The Dutch Prime Minister, Lubbers, presented a silver pigeon statue, the Mexican President, Carlos Salinas de Gortari, gave the silver gourd-shape handicraft and the President of Kazakhstan, Nursultan Nazarbayev, granted a set of the silver plates. Many more stately gifts were displayed.

The gifts collections also presented by Indonesian bureaucrats, political figures and businessman, such as an engraved-stone bowl was from the wife of the Tulungagung Regent. The note on the bowl says “kindly presented to Mrs. Tien Soeharto from Mrs. Hardjanti Poernanto”. And the famous Indonesian businessman, Sudwikatmono, presented the Johar wood (Cassia Siamea) engraved with parents outflanked by their 11 children. The note on the wood which is named Membrayut work of I Ketut Modern says “Old People Believe that many children, many fortunes.” The main room also stores the replica of the Chinese princess bed (Peraduan). It was made of the green jade-jadeite from the Yunan province, China. It is said that the bed with 2.77 meter in length, 2.14 meter in width, imitated the Chinese girl bed in the Sung Dynasty (960-1279) and the Ming Dynasty.

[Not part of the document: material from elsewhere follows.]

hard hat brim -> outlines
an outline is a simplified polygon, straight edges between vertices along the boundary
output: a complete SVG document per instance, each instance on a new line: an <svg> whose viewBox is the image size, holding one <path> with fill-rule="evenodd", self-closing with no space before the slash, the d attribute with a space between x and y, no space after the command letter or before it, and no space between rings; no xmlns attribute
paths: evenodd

The special hall stores the military decorations and medal of honors once granted to Suharto, some of which are Bintang RI Adipura I (1968), Bintang Mahaputra Adipurna (1968), and Bintang Gerilya (1965). The honors were also from Arab Emirate Union, Brunei Darussalam, Singapore, Japan etc. Besides, the honor swords from PLO leader Yasser Arafat and the Croatian President, Franjo Tudman are also stored in the special room. Tudman presented the crystal sword.

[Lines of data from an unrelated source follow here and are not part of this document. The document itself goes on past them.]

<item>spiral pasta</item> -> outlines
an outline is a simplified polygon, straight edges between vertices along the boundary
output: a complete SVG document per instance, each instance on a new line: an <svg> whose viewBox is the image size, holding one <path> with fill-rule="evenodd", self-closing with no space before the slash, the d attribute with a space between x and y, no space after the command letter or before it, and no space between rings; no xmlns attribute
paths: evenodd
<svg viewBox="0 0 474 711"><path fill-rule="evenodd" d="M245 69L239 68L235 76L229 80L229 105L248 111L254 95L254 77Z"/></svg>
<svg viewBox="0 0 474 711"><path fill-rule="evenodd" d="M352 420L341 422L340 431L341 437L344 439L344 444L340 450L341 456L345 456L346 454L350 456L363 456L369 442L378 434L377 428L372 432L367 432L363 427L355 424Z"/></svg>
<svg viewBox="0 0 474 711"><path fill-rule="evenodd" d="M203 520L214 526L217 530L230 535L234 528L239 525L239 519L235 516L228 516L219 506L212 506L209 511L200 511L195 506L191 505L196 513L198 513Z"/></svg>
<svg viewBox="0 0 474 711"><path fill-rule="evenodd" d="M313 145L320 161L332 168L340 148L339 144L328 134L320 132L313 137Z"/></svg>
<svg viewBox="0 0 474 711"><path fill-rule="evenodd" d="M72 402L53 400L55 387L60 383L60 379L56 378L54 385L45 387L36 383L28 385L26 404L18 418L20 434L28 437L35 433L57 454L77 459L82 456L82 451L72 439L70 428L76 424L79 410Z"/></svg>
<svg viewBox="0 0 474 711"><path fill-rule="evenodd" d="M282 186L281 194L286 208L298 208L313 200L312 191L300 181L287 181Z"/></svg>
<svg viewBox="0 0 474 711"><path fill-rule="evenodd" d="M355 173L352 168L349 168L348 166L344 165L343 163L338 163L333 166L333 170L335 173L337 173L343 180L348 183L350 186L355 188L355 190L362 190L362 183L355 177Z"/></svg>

The Asthabrata hall displays the philosophy of the leadership of Suharto. It is chronologically visualized in form of wayang. The hall also displays the story of Wahyu Makutha Rama, as well as literatures from different disciplines.

==Museum design==
The architectural concept is reflected in the building and floor plan design. The cone-shaped form of the main building is derived from the shape of the tumpeng, a traditional Javanese cone-shaped rice particularly important during slametan or syukuran thanks-giving ceremony, symbolized gratitude to God. The conical shape also symbolized the kalpataru tree of life, other symbolic patterns such as Jayakusuma flower, Cakra Manggilingan batik pattern, reflected in museum design.

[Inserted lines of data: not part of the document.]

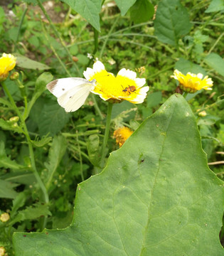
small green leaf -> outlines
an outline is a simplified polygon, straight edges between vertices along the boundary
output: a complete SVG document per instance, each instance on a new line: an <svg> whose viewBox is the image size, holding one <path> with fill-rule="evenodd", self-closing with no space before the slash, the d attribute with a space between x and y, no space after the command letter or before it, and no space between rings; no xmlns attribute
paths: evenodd
<svg viewBox="0 0 224 256"><path fill-rule="evenodd" d="M35 84L35 90L31 100L28 104L28 110L26 112L26 116L25 119L26 119L32 107L33 106L34 103L37 100L37 99L42 95L42 93L47 89L46 85L50 82L53 80L53 75L48 73L45 72L42 73L36 80Z"/></svg>
<svg viewBox="0 0 224 256"><path fill-rule="evenodd" d="M115 2L121 11L122 16L124 16L130 7L136 2L136 0L115 0Z"/></svg>
<svg viewBox="0 0 224 256"><path fill-rule="evenodd" d="M41 139L31 140L31 142L33 146L37 147L42 147L46 144L48 144L52 139L52 137L46 136L43 136Z"/></svg>
<svg viewBox="0 0 224 256"><path fill-rule="evenodd" d="M135 23L149 21L154 14L154 7L149 0L137 0L130 8L131 20Z"/></svg>
<svg viewBox="0 0 224 256"><path fill-rule="evenodd" d="M97 166L99 163L99 136L97 134L90 135L87 142L87 148L89 159L94 166Z"/></svg>
<svg viewBox="0 0 224 256"><path fill-rule="evenodd" d="M7 107L9 107L10 108L12 108L12 106L11 106L11 103L8 100L6 100L5 99L0 98L0 103L1 103L2 105L4 105L5 106L7 106Z"/></svg>
<svg viewBox="0 0 224 256"><path fill-rule="evenodd" d="M4 119L0 119L0 127L3 129L13 131L14 132L21 133L22 129L16 125L16 123L12 124L10 122L5 121Z"/></svg>
<svg viewBox="0 0 224 256"><path fill-rule="evenodd" d="M1 178L7 181L26 185L33 185L36 182L36 179L35 178L33 172L27 171L17 171L16 172L8 173L1 176Z"/></svg>
<svg viewBox="0 0 224 256"><path fill-rule="evenodd" d="M71 225L14 233L16 255L223 256L223 192L194 114L174 95L78 185Z"/></svg>
<svg viewBox="0 0 224 256"><path fill-rule="evenodd" d="M0 142L0 167L9 168L14 170L18 170L24 168L24 166L18 164L14 160L12 161L7 156L3 142Z"/></svg>
<svg viewBox="0 0 224 256"><path fill-rule="evenodd" d="M205 58L205 62L221 75L224 76L224 60L216 53L210 53Z"/></svg>
<svg viewBox="0 0 224 256"><path fill-rule="evenodd" d="M100 32L100 16L101 0L63 0L80 14L95 28Z"/></svg>
<svg viewBox="0 0 224 256"><path fill-rule="evenodd" d="M69 117L69 113L66 113L58 102L48 102L39 114L38 126L41 136L56 134L67 124Z"/></svg>
<svg viewBox="0 0 224 256"><path fill-rule="evenodd" d="M154 107L159 105L162 100L161 92L154 92L147 96L147 107Z"/></svg>
<svg viewBox="0 0 224 256"><path fill-rule="evenodd" d="M50 68L46 64L31 60L27 57L19 55L18 53L14 53L14 55L16 57L16 65L18 67L36 70L44 70Z"/></svg>
<svg viewBox="0 0 224 256"><path fill-rule="evenodd" d="M213 11L219 11L224 10L223 0L212 0L206 13L211 13Z"/></svg>
<svg viewBox="0 0 224 256"><path fill-rule="evenodd" d="M16 217L10 221L9 225L12 225L17 222L24 220L35 220L48 215L51 215L48 205L42 204L41 203L35 203L32 206L27 207L25 210L20 210Z"/></svg>
<svg viewBox="0 0 224 256"><path fill-rule="evenodd" d="M176 63L175 69L178 70L184 75L186 75L188 72L191 72L193 74L200 73L204 75L206 75L206 71L199 65L195 64L191 61L185 60L182 58L180 58Z"/></svg>
<svg viewBox="0 0 224 256"><path fill-rule="evenodd" d="M13 189L18 185L0 179L0 198L15 198L17 193Z"/></svg>
<svg viewBox="0 0 224 256"><path fill-rule="evenodd" d="M55 136L53 138L49 151L48 162L45 163L45 166L48 169L47 178L46 178L46 186L47 189L48 189L50 186L52 178L60 160L65 153L66 148L67 141L63 136Z"/></svg>
<svg viewBox="0 0 224 256"><path fill-rule="evenodd" d="M162 0L158 4L154 21L155 35L158 39L177 46L178 39L191 28L189 14L179 0Z"/></svg>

The supporting buildings consist of receiving gates, a gift shop, a small mosque, office management building, minibus shelter, multipurpose hall, a playground, and an aviary for white peafowl. Exterior landscape functions as recreational area with greenery, cultivated with various flower and rare plants of Indonesia. In addition, on the yard displayed the Indonesian Navy torpedo boat KRI Harimau, a historical Jaguar-class fast attack craft of Indonesian West Irian (West Papua) campaign back in 1962.